|Publication number||US4601728 A|
|Application number||US 06/732,757|
|Publication date||Jul 22, 1986|
|Filing date||Sep 4, 1984|
|Priority date||Sep 6, 1983|
|Also published as||CA1231668A, CA1231668A1, DE3332053A1, DE3332053C2, EP0155318A1, EP0155318B1, WO1985001061A1|
|Publication number||06732757, 732757, PCT/1984/266, PCT/EP/1984/000266, PCT/EP/1984/00266, PCT/EP/84/000266, PCT/EP/84/00266, PCT/EP1984/000266, PCT/EP1984/00266, PCT/EP1984000266, PCT/EP198400266, PCT/EP84/000266, PCT/EP84/00266, PCT/EP84000266, PCT/EP8400266, US 4601728 A, US 4601728A, US-A-4601728, US4601728 A, US4601728A|
|Inventors||Horst Dungs, Franz Beckmann, Henri Birscheidt|
|Original Assignee||Firma Carl Still Gmbh & Co. Kg|
|Export Citation||BiBTeX, EndNote, RefMan|
|Patent Citations (7), Referenced by (11), Classifications (15), Legal Events (6)|
|External Links: USPTO, USPTO Assignment, Espacenet|
The invention relates to a method of preparing a material for hot briquetting and to an apparatus for carrying out the method.

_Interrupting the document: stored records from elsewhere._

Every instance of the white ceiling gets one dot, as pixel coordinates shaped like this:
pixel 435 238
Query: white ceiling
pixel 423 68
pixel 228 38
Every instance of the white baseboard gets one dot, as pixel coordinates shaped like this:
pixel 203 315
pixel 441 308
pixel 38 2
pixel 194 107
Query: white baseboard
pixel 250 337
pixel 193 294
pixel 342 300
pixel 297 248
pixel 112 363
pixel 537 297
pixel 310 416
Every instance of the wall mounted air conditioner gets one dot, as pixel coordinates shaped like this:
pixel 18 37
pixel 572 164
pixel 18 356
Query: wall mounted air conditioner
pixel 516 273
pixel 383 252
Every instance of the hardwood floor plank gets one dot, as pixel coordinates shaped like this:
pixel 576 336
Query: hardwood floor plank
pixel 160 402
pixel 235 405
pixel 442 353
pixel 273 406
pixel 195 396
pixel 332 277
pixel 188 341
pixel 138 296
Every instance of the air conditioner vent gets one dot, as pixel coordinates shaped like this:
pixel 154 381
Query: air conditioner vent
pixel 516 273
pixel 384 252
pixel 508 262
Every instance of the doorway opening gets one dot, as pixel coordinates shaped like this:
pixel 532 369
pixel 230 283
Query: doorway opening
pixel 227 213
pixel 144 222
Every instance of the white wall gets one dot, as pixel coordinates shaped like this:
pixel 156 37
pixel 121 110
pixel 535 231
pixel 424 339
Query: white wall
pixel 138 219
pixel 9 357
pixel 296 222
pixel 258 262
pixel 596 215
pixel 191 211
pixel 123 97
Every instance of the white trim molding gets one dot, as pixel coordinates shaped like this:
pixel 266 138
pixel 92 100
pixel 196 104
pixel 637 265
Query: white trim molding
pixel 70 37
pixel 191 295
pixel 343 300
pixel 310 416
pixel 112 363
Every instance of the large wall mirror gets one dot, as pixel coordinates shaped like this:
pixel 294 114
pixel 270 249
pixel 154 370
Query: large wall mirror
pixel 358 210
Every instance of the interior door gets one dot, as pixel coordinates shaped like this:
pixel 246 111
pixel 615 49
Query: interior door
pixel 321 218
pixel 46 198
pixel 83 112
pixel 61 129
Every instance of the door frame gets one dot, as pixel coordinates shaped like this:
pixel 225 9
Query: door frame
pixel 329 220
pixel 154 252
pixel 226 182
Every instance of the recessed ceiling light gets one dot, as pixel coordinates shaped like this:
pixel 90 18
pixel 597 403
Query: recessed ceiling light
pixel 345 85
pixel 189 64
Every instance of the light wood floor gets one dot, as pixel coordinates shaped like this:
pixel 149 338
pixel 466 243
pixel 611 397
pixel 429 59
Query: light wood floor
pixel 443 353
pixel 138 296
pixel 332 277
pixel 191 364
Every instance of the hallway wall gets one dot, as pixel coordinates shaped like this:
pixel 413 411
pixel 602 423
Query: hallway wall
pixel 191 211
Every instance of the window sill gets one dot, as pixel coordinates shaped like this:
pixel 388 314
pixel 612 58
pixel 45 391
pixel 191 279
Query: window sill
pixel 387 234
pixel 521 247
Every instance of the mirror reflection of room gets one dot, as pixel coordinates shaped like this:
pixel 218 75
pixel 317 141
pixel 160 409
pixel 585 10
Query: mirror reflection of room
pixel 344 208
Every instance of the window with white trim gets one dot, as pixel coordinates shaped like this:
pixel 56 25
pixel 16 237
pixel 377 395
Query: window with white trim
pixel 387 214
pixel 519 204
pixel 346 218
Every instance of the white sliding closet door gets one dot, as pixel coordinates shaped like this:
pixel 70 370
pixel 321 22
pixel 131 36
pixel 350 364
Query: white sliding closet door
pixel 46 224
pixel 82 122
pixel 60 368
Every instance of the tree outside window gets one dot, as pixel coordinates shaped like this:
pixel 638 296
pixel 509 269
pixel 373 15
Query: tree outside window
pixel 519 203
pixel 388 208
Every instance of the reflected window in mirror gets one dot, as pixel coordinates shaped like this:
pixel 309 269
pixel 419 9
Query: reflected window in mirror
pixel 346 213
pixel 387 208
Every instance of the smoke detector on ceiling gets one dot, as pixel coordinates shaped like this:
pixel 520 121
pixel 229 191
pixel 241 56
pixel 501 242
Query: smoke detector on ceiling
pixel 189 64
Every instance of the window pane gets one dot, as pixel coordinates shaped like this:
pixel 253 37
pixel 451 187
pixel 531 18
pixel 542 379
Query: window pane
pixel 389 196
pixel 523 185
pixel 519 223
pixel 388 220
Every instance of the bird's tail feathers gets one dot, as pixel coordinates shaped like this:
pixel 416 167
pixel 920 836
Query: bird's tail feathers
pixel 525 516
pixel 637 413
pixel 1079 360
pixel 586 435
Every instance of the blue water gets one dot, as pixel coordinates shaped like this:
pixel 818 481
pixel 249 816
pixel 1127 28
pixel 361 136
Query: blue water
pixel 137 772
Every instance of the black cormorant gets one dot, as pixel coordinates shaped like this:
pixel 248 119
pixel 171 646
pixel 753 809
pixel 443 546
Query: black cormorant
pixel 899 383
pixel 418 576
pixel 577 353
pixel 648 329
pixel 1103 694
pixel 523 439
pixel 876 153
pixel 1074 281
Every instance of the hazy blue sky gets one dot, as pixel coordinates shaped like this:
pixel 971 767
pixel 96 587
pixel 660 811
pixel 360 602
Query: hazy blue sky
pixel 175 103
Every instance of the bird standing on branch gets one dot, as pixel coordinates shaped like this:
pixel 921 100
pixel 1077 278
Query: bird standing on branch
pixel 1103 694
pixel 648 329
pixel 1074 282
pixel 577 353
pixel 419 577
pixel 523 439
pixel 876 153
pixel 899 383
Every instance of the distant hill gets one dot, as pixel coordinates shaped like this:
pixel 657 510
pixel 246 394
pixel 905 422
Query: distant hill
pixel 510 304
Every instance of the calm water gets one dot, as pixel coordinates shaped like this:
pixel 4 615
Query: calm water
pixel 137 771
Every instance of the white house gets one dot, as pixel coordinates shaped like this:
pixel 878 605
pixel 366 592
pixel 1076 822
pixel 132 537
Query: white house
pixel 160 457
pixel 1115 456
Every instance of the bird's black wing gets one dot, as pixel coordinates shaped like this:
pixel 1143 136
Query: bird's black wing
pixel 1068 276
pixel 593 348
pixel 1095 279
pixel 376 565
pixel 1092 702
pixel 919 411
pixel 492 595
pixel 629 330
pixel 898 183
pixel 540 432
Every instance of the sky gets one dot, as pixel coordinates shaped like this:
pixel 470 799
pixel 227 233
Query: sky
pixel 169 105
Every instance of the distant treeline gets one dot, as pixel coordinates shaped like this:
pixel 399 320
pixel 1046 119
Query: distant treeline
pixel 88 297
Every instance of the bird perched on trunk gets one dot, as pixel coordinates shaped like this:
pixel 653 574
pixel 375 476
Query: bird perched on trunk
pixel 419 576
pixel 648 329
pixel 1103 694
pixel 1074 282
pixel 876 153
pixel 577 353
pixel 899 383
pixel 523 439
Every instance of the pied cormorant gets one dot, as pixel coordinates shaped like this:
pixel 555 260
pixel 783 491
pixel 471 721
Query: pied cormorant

A method of this kind for preparing a briquetting material is known from German Pat. Nos. 15 71 710 and 16 71 377. The methods described in these two patents relate particularly to measures aimed at the recovery of some of the crude tar from the briquetting material during the compaction. According to German Pat. No. 15 71 710, the yield of crude tar should range between 0.2 and 0.8%, and according to German Pat. No. 16 71 377,between 0.07 and 0.2%. It was primarily intended to obtain a maximum tar extraction from the briquetting material. Indicated as important features of the method are mixing temperatures of 450° C. to 530° C., and a dwell time of the briquetting material of 1 to 15 minutes. It has been found in this connection that what reaches the briquetting press is not always a uniformly mixed briquetting material, and that particularly the degassing and tar removal vary. Already in briquetting presses having a roll width of more than 400 mm, this drawback resulted in a reduction of the total output to less than about 7 tons per hour.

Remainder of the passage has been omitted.